Je suis en maudit de voir à quel point rien n’a bougé en vingt ans. Je garde une certaine rancune de voir qu’il y a un manque de volonté politique.
Véronique Hivon (NDLR L’ancienne ministre péquiste déléguée aux services sociaux), avec sa politique nationale sur l’itinérance, elle m’a jeté à terre, parce que je la sentais réellement concernée. Malheureusement, le Parti québécois a perdu les élections, et on n’en entend plus parler. Je ne sens pas d’intérêt chez les libéraux. Ils ont même aboli le poste du ministre délégué aux services sociaux, que le PQ avait créé.
Je suis vraiment amer de tout ça, parce que je le sais qu’il y a des solutions, je le vois. Dans le réseau communautaire qu’on a déjà, s’il y avait plus de cohérence, s’il y avait plus de liens, si le gouvernement travaillait réellement à organiser tout ça, au lieu de garrocher de l’argent et de s’en foutre, on aurait un cheminement.

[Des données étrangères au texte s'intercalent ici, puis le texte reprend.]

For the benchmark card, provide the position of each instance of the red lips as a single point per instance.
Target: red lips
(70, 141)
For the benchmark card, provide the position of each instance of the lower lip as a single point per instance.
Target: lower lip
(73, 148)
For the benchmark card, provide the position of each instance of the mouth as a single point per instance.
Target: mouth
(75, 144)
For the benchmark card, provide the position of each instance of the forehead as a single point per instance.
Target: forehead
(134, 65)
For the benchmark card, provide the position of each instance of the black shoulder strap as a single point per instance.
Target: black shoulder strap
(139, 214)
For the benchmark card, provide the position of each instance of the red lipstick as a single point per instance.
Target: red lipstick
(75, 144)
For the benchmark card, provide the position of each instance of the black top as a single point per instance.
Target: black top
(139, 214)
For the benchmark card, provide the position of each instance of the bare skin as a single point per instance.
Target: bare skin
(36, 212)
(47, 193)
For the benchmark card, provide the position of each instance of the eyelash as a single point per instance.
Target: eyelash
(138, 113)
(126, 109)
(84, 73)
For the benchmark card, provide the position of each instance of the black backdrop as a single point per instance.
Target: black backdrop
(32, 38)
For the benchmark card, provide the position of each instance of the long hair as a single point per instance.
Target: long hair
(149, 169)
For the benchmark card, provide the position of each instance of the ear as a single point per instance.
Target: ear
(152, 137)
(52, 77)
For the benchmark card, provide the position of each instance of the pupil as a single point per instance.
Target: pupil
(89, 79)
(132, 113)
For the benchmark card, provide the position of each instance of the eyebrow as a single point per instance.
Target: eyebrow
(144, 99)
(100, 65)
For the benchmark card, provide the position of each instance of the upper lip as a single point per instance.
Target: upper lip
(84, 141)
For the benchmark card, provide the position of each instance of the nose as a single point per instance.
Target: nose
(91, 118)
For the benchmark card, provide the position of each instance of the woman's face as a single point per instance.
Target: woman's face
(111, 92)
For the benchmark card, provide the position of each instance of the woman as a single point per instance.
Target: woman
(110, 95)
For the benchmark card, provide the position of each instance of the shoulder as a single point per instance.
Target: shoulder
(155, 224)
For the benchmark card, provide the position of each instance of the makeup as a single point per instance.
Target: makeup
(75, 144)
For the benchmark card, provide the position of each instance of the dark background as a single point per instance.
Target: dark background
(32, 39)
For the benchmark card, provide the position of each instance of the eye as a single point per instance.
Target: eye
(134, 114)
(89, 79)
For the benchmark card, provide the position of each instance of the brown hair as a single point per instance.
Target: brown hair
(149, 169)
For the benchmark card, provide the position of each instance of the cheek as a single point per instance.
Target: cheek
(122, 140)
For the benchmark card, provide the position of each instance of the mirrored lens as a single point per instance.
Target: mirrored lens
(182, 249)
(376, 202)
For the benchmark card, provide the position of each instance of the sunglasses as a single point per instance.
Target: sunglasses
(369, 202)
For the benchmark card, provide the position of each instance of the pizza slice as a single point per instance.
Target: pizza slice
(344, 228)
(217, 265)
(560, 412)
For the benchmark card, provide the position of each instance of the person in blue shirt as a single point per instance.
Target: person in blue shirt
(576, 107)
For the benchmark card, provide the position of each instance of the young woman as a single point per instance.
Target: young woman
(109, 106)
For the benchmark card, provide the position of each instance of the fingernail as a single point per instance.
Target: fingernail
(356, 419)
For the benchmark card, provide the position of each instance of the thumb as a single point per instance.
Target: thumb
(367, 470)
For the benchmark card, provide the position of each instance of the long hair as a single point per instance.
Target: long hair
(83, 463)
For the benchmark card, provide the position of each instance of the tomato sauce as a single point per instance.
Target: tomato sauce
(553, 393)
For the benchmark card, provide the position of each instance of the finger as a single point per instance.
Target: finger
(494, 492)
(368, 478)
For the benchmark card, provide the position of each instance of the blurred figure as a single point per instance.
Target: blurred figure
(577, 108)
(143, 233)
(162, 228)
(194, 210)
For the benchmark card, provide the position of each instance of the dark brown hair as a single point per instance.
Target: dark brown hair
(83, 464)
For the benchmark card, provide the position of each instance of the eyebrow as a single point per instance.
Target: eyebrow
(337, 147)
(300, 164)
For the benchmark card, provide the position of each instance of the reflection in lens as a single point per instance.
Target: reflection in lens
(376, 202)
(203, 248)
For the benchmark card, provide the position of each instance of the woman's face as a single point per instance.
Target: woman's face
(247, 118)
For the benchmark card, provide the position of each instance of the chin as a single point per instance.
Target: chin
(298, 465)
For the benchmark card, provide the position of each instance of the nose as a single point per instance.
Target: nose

Quel serait le premier pas à faire ?
Aller collecter des données, c’est ce que dit le maire Coderre. On évalue le nombre d’itinérants à 30 000 à Montréal, mais on n’a aucune étude scientifique.
À court terme, le réseau communautaire de Montréal a identifié que ça prenait un centre de dégrisement. Parce qu’un policier qui ramasse un itinérant saoul mort ou drogué, il le met en prison ou il l’envoie à l’hôpital Saint-Luc. Dans les deux cas, cette personne-là ne va pas là. Ça prend des centres de jour, où ils peuvent aller pour avoir un répit. Ça manque à Montréal, ça commence à être urgent.
À plus long terme, faire une analyse des services offerts. Le gouvernement ne sait pas ce qui se fait. Il sait combien d’argent il donne par année, mais pas ce qui se fait réellement sur le terrain. Moi, je suis de ceux qui pensent qu’on n’a pas besoin de plus d’argent, mais plutôt de mieux coordonner les services.
Qu’est-ce que vous comptez faire, maintenant ?
Je suis extrêmement fier de ce que nous avons fait. Grâce à L’Itinéraire, 150 personnes par semaine retrouvent le chemin de la réinsertion. Mais ce n’est pas tout le monde qui peut vendre un journal dans la rue. Je voudrais faire mousser l’économie sociale et développer d’autres types d’entreprises. Je veux voir si je peux travailler à un autre niveau, plus global. Mais je dois prendre du temps pour réfléchir avant, et je veux mettre par écrit toutes mes expériences.